Martin was little acquainted in San Francisco, and not at all south of Market; so he had no idea of where he was being led.
“Go ahead,” he said, “tell me about them beforehand. What do they do for a living? How do they happen to be here?”
“Hope Hamilton's there.” Brissenden paused and rested his hands. “Strawn-Hamilton's his name—hyphenated, you know—comes of old Southern stock. He's a tramp—laziest man I ever knew, though he's clerking, or trying to, in a socialist cooperative store for six dollars a week. But he's a confirmed hobo. Tramped into town. I've seen him sit all day on a bench and never a bite pass his lips, and in the evening, when I invited him to dinner—restaurant two blocks away—have him say, ‘Too much trouble, old man. Buy me a package of cigarettes instead.' He was a Spencerian like you till Kreis turned him to materialistic monism. I'll start him on monism if I can. Norton's another monist—only he affirms naught but spirit. He can give Kreis and Hamilton all they want, too.”
“Who is Kreis?” Martin asked.
“His rooms we're going to. One time professor—fired from university—usual story. A mind like a steel trap. Makes his living any old way. I know he's been a street fakir when he was down. Unscrupulous. Rob a corpse of a shroud—anything. Difference between him and the bourgeoisie is that he robs without illusion. He'll talk Nietzsche, or Schopenhauer, or Kant, or anything, but the only thing in this world, not excepting Mary, that he really cares for, is his monism. Haeckel is his little tin god. The only way to insult him is to take a slap at Haeckel.
“Here's the hang-out.” Brissenden rested his demijohn at the upstairs entrance, preliminary to the climb. It was the usual two-story corner building, with a saloon and grocery underneath. “The gang lives here—got the whole upstairs to themselves. But Kreis is the only one who has two rooms. Come on.”
No lights burned in the upper hall, but Brissenden threaded the utter blackness like a familiar ghost. He stopped to speak to Martin.
“There's one fellow—Stevens—a theosophist. Makes a pretty tangle when he gets going. Just now he's dishwasher in a restaurant. Likes a good cigar. I've seen him eat in a ten-cent hash-house and pay fifty cents for the cigar he smoked afterward. I've got a couple in my pocket for him, if he shows up.
“And there's another fellow—Parry—an Australian, a statistician and a sporting encyclopeadia.
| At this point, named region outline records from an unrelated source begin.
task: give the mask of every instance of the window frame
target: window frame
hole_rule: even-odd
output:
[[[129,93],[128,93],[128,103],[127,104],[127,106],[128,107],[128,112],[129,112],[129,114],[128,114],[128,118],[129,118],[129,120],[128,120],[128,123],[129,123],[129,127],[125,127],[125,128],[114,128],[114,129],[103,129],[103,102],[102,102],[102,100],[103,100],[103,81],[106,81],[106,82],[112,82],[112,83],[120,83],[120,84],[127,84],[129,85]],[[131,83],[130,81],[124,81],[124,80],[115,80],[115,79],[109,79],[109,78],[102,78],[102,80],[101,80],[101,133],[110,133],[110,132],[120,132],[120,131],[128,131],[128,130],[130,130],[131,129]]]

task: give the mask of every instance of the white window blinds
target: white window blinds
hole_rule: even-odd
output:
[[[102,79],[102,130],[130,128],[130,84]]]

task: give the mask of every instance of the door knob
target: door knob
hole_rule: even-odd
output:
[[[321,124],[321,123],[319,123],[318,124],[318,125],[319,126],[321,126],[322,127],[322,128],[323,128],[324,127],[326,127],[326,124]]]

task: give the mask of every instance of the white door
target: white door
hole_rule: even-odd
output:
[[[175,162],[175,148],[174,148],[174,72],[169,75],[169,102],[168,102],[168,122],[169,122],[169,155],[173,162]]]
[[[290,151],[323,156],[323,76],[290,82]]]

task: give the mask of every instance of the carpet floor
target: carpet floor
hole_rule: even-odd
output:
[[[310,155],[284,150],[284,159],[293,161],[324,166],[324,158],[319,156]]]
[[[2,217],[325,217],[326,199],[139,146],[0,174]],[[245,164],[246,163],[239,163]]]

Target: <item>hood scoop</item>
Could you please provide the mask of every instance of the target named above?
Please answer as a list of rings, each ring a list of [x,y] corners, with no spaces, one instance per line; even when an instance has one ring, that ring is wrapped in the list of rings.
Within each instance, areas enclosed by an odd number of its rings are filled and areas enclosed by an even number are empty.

Ask him the grain output of Paraguay for 1903, or the English importation of sheetings into China for 1890, or at what weight Jimmy Britt fought Battling Nelson, or who was welterweight champion of the United States in '68, and you'll get the correct answer with the automatic celerity of a slot-machine. And there's Andy, a stone-mason, has ideas on everything, a good chess-player; and another fellow, Harry, a baker, red hot socialist and strong union man. By the way, you remember the Cooks' and Waiters' strike—Hamilton was the chap who organized that union and precipitated the strike—planned it all out in advance, right here in Kreis's rooms. Did it just for the fun of it, but was too lazy to stay by the union. Yet he could have risen high if he wanted to. There's no end to the possibilities in that man—if he weren't so insuperably lazy.”